# Holy living is not for the casual Christian.



## ronpasley (Sep 28, 2010)

Shall we be holy are not holy?    I guess those words in the bible have no meaning to us no more. 

_“For I am the LORD your God: ye shall therefore sanctify yourselves, and ye shall be holy; for I am holy”

“For I am the LORD that bringeth you up out of the land of Egypt, to be your God: ye shall therefore be holy, for I am holy.”

“But just as he who called you is holy, so be holy in all you do;for it is written: "Be holy, because I am holy."

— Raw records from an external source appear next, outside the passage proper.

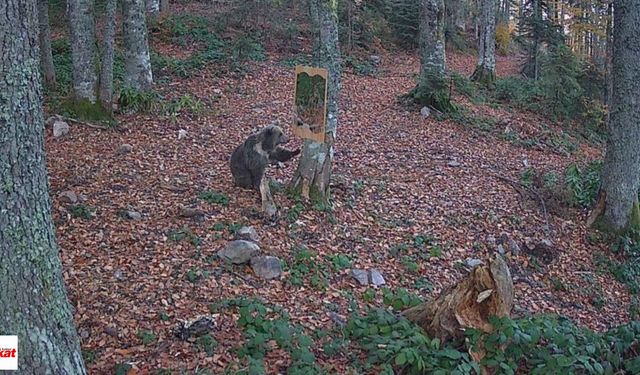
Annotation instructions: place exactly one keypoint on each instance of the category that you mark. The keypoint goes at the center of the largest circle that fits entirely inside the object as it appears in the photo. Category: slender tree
(46, 57)
(432, 89)
(136, 46)
(486, 69)
(106, 69)
(34, 303)
(314, 169)
(83, 40)
(618, 203)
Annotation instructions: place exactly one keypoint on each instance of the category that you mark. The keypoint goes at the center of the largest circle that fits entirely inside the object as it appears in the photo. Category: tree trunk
(46, 58)
(136, 47)
(432, 88)
(83, 40)
(486, 69)
(34, 302)
(106, 72)
(314, 170)
(486, 291)
(621, 169)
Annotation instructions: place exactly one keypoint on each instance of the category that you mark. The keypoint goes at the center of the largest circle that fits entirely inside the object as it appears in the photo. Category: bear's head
(272, 136)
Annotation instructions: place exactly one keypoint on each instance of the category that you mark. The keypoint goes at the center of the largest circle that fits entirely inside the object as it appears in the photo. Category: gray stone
(60, 128)
(133, 215)
(239, 251)
(69, 197)
(266, 267)
(513, 247)
(361, 275)
(425, 112)
(469, 262)
(376, 277)
(248, 234)
(124, 148)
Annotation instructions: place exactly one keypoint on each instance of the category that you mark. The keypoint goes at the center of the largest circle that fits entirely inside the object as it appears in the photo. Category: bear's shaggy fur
(250, 159)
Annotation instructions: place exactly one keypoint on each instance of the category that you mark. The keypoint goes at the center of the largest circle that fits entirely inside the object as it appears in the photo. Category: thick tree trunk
(432, 89)
(485, 71)
(83, 39)
(33, 303)
(106, 72)
(314, 170)
(46, 58)
(621, 169)
(136, 46)
(486, 291)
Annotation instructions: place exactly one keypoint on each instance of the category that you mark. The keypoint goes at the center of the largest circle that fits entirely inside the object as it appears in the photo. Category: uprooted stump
(486, 291)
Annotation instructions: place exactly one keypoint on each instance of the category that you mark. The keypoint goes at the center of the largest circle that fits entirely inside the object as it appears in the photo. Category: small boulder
(239, 251)
(266, 267)
(376, 277)
(133, 215)
(471, 263)
(60, 128)
(425, 112)
(247, 234)
(124, 148)
(68, 197)
(361, 276)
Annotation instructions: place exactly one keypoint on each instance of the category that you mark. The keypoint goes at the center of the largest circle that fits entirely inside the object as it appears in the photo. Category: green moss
(86, 111)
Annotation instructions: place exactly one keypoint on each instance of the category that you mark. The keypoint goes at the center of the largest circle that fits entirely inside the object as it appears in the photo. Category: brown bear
(250, 159)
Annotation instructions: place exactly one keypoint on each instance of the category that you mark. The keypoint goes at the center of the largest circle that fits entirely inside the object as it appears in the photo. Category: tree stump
(486, 291)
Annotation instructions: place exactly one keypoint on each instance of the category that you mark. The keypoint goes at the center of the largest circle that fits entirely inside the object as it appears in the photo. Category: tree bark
(486, 291)
(485, 71)
(34, 302)
(46, 58)
(314, 169)
(136, 46)
(621, 169)
(83, 39)
(106, 69)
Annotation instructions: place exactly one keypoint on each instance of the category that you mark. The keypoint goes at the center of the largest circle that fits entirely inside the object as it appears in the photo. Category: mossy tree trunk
(314, 169)
(486, 291)
(46, 57)
(432, 88)
(106, 68)
(33, 301)
(83, 40)
(618, 208)
(485, 71)
(136, 46)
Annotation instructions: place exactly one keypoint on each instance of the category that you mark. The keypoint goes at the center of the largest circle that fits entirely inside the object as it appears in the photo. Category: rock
(471, 263)
(196, 327)
(239, 251)
(266, 267)
(60, 128)
(425, 112)
(361, 275)
(124, 148)
(513, 247)
(133, 215)
(68, 197)
(376, 277)
(248, 234)
(191, 213)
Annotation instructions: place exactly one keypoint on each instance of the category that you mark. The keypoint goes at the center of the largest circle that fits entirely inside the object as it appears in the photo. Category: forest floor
(398, 177)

 “For God did not call us to uncleanness, but in holiness"_

Reasons why we should be holy,
I think the question should be why not? what is keeping you from being holy?

Do you have some baggage you need to unload on Jesus.

Maybe you realize time is short and you need to get somethings straight with God and people.

Your temple is divided.

Maybe you have a secret closet that needs to be opened.

Today, you have the chance to pick up your sword and begin to fight back and reclaim the life that God wants you to have in Christ.

GO AND SIN NO MORE


----------



## Lowjack (Sep 29, 2010)

What is your take on what "Holy" Means ?


----------



## jmharris23 (Sep 29, 2010)

A quote from D.A. Carson 



“People do not drift toward holiness. Apart from grace-driven effort, people do not gravitate toward godliness, prayer, and obedience to Scripture, faith, and delight in the Lord. We drift toward compromise and call it tolerance; we drift toward disobedience and call it freedom; we drift toward superstition and call it faith. We cherish the indiscipline of lost self-control and call it relaxation; we slouch toward prayerlessness and delude ourselves into thinking we have escaped legalism; we slide toward godlessness and convince ourselves we have been liberated.”


----------



## Ronnie T (Sep 29, 2010)

jmharris23 said:


> A quote from D.A. Carson
> 
> 
> 
> “People do not drift toward holiness. Apart from grace-driven effort, people do not gravitate toward godliness, prayer, and obedience to Scripture, faith, and delight in the Lord. We drift toward compromise and call it tolerance; we drift toward disobedience and call it freedom; we drift toward superstition and call it faith. We cherish the indiscipline of lost self-control and call it relaxation; we slouch toward prayerlessness and delude ourselves into thinking we have escaped legalism; we slide toward godlessness and convince ourselves we have been liberated.”



And that's a good quote.

.


----------



## ronpasley (Sep 29, 2010)

Lowjack said:


> What is your take on what "Holy" Means ?





"Holiness, holiness is what I long for,
Holiness is what I need.
Holiness, holiness is what you want from me.
"Take my heart and form it,
Take my mind, transform it,
Take my will, conform it
To yours, to yours, O Lord."


----------



## rjcruiser (Sep 29, 2010)

And I would add....


There's no such thing as a "Casual Christian."


----------